IdsExportPlugin
A plugin (to be more precise: set of plugins) for Solr allowing time-efficient export of Ids of all found documents (or any DocValues-enabled field values) in comma-separated format without sorting. Lack of result sorting results in significantly better performance then Solr build-in /export
endpoint.
Note: the plugin is developed and tested on standalone Solr instance, without any promises nor guarantees about Solr Cloud.
Requirements
- Solr version > 7.2 (tested with 7.2.1)
- Solr running in standalone mode (Solr Cloud not supported)
Motivation
The initial motivation for creating this plugin was ability to produce output, which could be used as a direct input for Terms Query Parser in another Solr request. Example:
First, search Car Brands index and give me IDs of all brands, which sell in Poland
http://localhost:8080/car_brands/select?availability:pl&fq={!ids field=brand_id}&wt=ids Output: vw,opel,audi
Then, search Car Models index and give me models with electric engine:
http://localhost:8080/car_models/select?engine:electric&fq={!terms f=brand_id}vw,opel,audi
Other possible use cases include:
- simplifying batch jobs which do some calculation based on a full result set and doesn't require any document order (f.ex. recalculate popularity for all product from Poland every day) - removes necessity of paging
- creating reports - finding all documents matching criteria
- replacing
/export
endpoint when sorting is not required
Basic concepts
IdsExportPlugin consists of:
IdsExportFilter
IdsExportSearchComponent
IdsExportResponseWriter
The idea behind IdsExportPlugin is to use a post-filter (IdsExportFilter
) as the last filter during the request processing phase, which will collect all found Document Ids in an optimized data structure. Then IdsExportSearchComponent
will write those Ids to the response, and IdsExportResponseWriter
will output them in comma-separated format.
IdsExportFilter
IdsExportFilter
is a Solr post-filter. In Solr terminology, a filter is a piece of code which decides, whether the document matches search criteria and should be included in the response. A post-filter will be executed after regular filters, thanks to this it works on limited set of documents, already filtered by previous filters.
IdsExportFilter
implements the post-filter interface, but doesn't really decides if a document matches search criteria or not - it accepts all documents - but instead it collects certain field values from documents, and stores them in a data structure. The field name is defined in the request URL or configuration.

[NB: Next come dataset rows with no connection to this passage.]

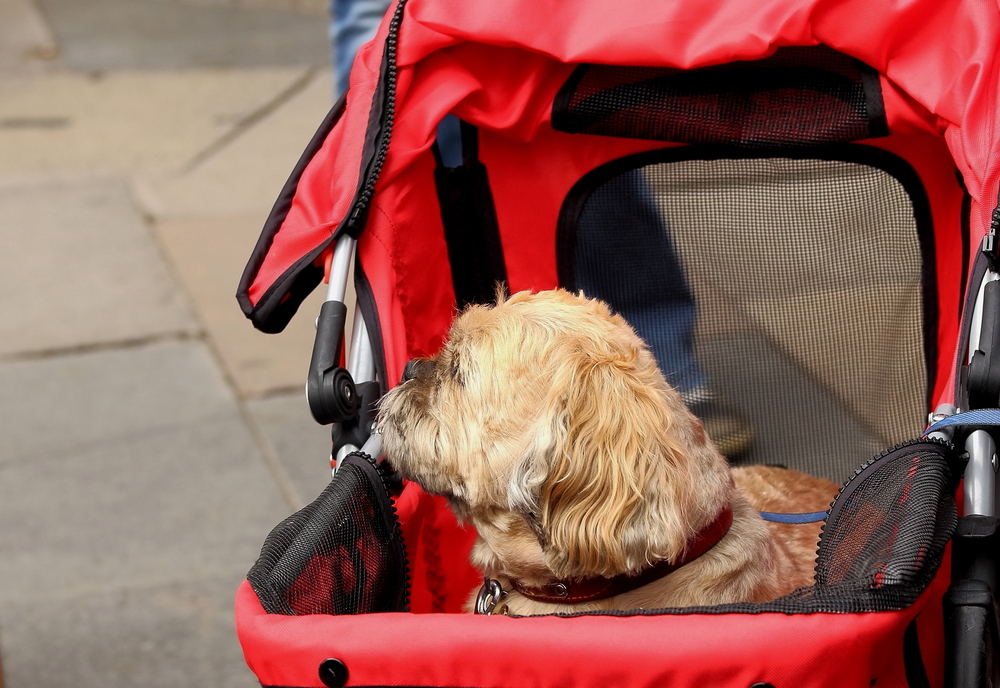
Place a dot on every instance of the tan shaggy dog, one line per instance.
(547, 425)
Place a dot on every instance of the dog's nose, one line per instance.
(411, 369)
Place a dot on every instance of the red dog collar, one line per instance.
(589, 589)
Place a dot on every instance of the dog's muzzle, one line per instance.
(416, 367)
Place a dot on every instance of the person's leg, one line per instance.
(353, 24)
(625, 256)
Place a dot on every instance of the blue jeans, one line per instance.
(624, 256)
(353, 24)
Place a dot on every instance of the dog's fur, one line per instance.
(547, 425)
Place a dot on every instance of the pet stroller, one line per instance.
(810, 181)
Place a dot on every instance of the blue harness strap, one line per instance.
(811, 517)
(970, 419)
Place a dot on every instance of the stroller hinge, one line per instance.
(991, 247)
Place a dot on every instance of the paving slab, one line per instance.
(299, 443)
(132, 502)
(164, 636)
(209, 254)
(26, 42)
(249, 171)
(101, 35)
(128, 121)
(79, 267)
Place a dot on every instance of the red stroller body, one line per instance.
(828, 174)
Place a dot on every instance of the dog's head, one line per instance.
(546, 423)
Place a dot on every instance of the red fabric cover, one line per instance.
(498, 65)
(733, 650)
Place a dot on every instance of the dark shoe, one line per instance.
(727, 428)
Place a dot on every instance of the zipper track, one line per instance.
(388, 118)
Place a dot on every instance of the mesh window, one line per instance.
(341, 554)
(882, 544)
(793, 293)
(797, 97)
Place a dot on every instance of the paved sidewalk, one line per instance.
(151, 437)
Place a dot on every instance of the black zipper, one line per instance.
(359, 213)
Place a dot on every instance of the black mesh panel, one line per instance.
(883, 542)
(341, 554)
(800, 96)
(794, 291)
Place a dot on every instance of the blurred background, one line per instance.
(149, 437)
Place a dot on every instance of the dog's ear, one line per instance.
(612, 473)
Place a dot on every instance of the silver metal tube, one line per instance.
(361, 363)
(940, 413)
(980, 475)
(343, 255)
(976, 326)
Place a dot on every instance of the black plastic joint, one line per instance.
(330, 389)
(969, 593)
(991, 244)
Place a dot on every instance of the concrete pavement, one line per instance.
(151, 438)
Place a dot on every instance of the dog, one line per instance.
(546, 424)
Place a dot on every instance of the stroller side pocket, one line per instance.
(341, 554)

This filter was initially designed to read values of the documents' unique key, but in fact it can read values of any field, which has DocValues enabled. In this document we will refer to those values as Ids
.
Internally, Ids are stored in a data structure:
- in case of fields with Numeric or Sorted Numeric DocValues, Ids (which are longs) are stored inside
com.carrotsearch.hppc.LongArrayList
(data structure based on array of primitive longs) - in case of fields with Binary, Sorted or SortedSet DocValues, Ids (which are Strings) are stored as an ArrayList of
org.apache.lucene.util.BytesRef
(lucene-optimized type for string binary values, mainly used for Strings)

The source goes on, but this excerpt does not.